Sakarya Nehri’nde köprüyle ilgili olarak 2 Trilyonluk bir yatırımla bu firma orada köprü yapıyor. Haberleri okuduğumuz zaman şöyle bir tablo var. Konudan ilgisiz alakasız bir Vali, bir genel sekreter, bir il genel meclis başkanı ve üyeleri, en başta milletvekili ulaşılamaz kişi, büyük yüce kişilik, aranmamış bile!.

Biz DSİ olarak o havzanın tamamını sulama imkanı olan bir gölet yapıyoruz. 2-3 yıl içinde de bitecek, sadece Deresakarı Köyü değil,  esip gürlüyorlar ya, AK Parti iktidarındaki kadar Bilecik’te ve Türkiye genelinde DSİ sulama kanallarında yatırım hiçbir zaman yapılmadı” diye konuşmasının üzerine salondan büyük alkış aldı.

“Deresakarı Köyü’yle de ilgileneceğiz”

Yenipazar’ın sulama göletini ve kapalı sulama sistemini, Kurtköy, Kızıldamlar, Mustafa Eldemir barajı, orta sakarya sulama havzasını hep bu dönemde yaptıklarını belirten Fahrettin Poyraz, “Bakanımız Veysel Eroğlu geldi, inşallah Gölpazarı’na önümüzdeki yıl başlayacağız.
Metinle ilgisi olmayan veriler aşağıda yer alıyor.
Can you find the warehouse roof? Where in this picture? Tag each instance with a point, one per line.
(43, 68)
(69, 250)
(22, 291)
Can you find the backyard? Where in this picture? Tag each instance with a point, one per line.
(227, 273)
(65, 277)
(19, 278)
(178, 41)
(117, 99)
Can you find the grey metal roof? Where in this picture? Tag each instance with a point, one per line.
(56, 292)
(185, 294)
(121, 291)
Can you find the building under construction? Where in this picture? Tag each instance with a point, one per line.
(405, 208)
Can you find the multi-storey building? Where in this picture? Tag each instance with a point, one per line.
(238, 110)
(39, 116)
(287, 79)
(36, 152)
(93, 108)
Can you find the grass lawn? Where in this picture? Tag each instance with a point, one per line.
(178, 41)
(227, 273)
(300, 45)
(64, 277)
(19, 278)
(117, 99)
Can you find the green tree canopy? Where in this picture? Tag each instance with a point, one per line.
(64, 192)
Biz günü birlik çözümlerle değil, kalıcı çözümlerle uğraşıyoruz. Birileri gibi saman alevi gibi şov yaparak değil. Nezamanki işimiz kesinleşti, nezamanki işimiz nihayete erdi, çıkıp ozaman kamuoyunla paylaşıyoruz. Göreceksiniz Deresakarı’nın sorununun abartıldığı gibi olmadığını, sorunların sadece Deresakarı’nın sorunları olmadığını, İnhisar Sarıcakaya’yı sardığını, Sakarya Üniversitesi’nin rapor hazırlayacak kadar etkilediği önemli bir sorun olduğunu mevsimle ilgili genel bir sorun olduğunu herkes görecektir. Nerede bir felaket tellalığı var, muhalefet olarak gidiyor peşine takılıyorsunuz sonra bir şey çıkmıyor, şimdi ne diyeceksiniz bakalım. Bir bardak suda fırtına koparmanın alemi yok. Deresakarı bizim köyümüz bu bir kere böyle biline! Onların su problemi, onların değil bizim problemimizdir. Nasıl ki diğer köylerimizle ilgileniyoruz, Deresakarı Köyü’yle de ilgileneceğiz” ifadelerine yer verdi.